The task of creating such a database is surprisingly difficult. You would begin by deciding which attributes of cafés the database should model. Attributes such as address and opening hours would be obvious even to a novice, but you will need to consult a coffee expert who will suggest more refined attributes such as roast profile and brewing methods. The next step is to write programs that will extract structured data from these heterogeneous sources, distinguish the good extractions from the bad ones, and combine extractions from different sources to create tuples in your database. As part of the data cleaning process, you might want to employ crowd workers to confirm details, such as opening hours that were extracted from text or whether two mentions of cafés in text refer to the same café in the real world. In the extreme case, you might even want to send someone out to a café to check on some of the details in person. The process of creating the database is iterative because your extraction techniques will be refined and because the café scene changes frequently.
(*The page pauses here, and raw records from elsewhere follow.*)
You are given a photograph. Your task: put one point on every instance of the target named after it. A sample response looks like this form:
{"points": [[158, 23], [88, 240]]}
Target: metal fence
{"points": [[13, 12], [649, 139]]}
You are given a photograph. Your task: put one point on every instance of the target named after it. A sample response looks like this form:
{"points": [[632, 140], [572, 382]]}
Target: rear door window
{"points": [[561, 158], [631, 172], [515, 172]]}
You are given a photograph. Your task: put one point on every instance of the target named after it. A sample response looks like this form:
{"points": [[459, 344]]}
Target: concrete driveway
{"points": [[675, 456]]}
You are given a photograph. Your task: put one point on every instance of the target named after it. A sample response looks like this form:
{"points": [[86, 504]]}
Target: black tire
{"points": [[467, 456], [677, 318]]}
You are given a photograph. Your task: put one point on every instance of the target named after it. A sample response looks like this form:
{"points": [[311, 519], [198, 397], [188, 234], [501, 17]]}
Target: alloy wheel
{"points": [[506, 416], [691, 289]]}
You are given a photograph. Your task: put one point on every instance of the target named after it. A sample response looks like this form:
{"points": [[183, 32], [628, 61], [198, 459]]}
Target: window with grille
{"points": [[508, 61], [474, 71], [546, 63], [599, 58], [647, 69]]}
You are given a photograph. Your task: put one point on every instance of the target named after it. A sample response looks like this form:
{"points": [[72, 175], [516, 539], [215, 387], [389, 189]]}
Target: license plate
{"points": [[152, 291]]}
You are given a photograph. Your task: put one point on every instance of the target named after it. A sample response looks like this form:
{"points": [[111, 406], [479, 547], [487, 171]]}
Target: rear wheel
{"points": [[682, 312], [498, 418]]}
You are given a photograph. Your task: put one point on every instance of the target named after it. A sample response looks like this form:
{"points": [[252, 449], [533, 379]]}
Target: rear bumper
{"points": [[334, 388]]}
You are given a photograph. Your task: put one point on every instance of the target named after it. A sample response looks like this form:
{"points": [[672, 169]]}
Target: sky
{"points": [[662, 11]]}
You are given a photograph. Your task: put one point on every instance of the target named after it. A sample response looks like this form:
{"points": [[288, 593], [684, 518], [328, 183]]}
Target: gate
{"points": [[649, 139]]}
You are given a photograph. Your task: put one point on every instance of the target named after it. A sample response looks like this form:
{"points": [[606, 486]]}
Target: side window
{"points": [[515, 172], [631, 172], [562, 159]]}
This Knowledge Base Construction task (KBC) has been an ongoing challenge and an inspiration for deep collaborations between researchers and practitioners in multiple fields, including data management and integration, information extraction, machine learning, natural language understanding, and probabilistic reasoning. Aside from the compelling application detailed here, the problem arises in many other settings where we need to construct databases from messy data. For example, imagine the task of creating a database (or ontology) of all job categories for a job- search site, or compiling a database of dishes served in Tokyo restaurants for the purpose of restaurant search or trend analysis.
The following paper is a prime example of groundbreaking work in the area of KBC. DeepDive, a project led by Chris Ré at Stanford, is an end-to-end system for creating knowledge bases. The input to DeepDive is a set of data sources such as text documents, PDF files, and structured databases. DeepDive extracts, cleans, and integrates data from the multiple sources and produces a database in which a probability is attached to every tuple. A user interacts with DeepDive in a high-level declarative language (DDLog) that uses predicates defined with functions in Python. The rules in DDLog specify how to extract entities, mentions of entities, and relationships from the data sources and the details of the extractions are implemented in Python. Based on this specification, DeepDive then uses an efficient statistical inference engine to compute probabilities of the facts in the database. Using a set of tools that facilitate examining erroneous extractions, the user can iteratively adjust the DDLog rules to obtain the desired precision and recall. DeepDive has already been used in several substantial applications, such as detecting human trafficking and creating a knowledge base for paleobiologists with quality higher than human volunteers.
The following paper is a prime example of groundbreaking work in the area of Knowledge Base Construction.
One of the areas the DeepDive project focused on in particular is the incremental aspect of building a database. As noted, in several applications of the system, knowledge base construction is an iterative process. As the user goes through the process of building the knowledge base, the rules used to extract the data change and, of course, the underlying data may change as well. The DeepDive project developed algorithms to efficiently recompute the facts in the knowledge base and to efficiently recompute the probabilities of facts coming from the inference engine. The results show that efficient incremental computation can make a substantial difference in the usability of a KBC system.
Like with any deep scientific endeavor, there is much more research to be done (and for now, too many coffee lovers need to settle for overroasted coffee because the database of cafés does not exist yet). We hope that reading this paper will inspire you to work on the KBC problem and hopefully to contribute ideas from far-flung fields.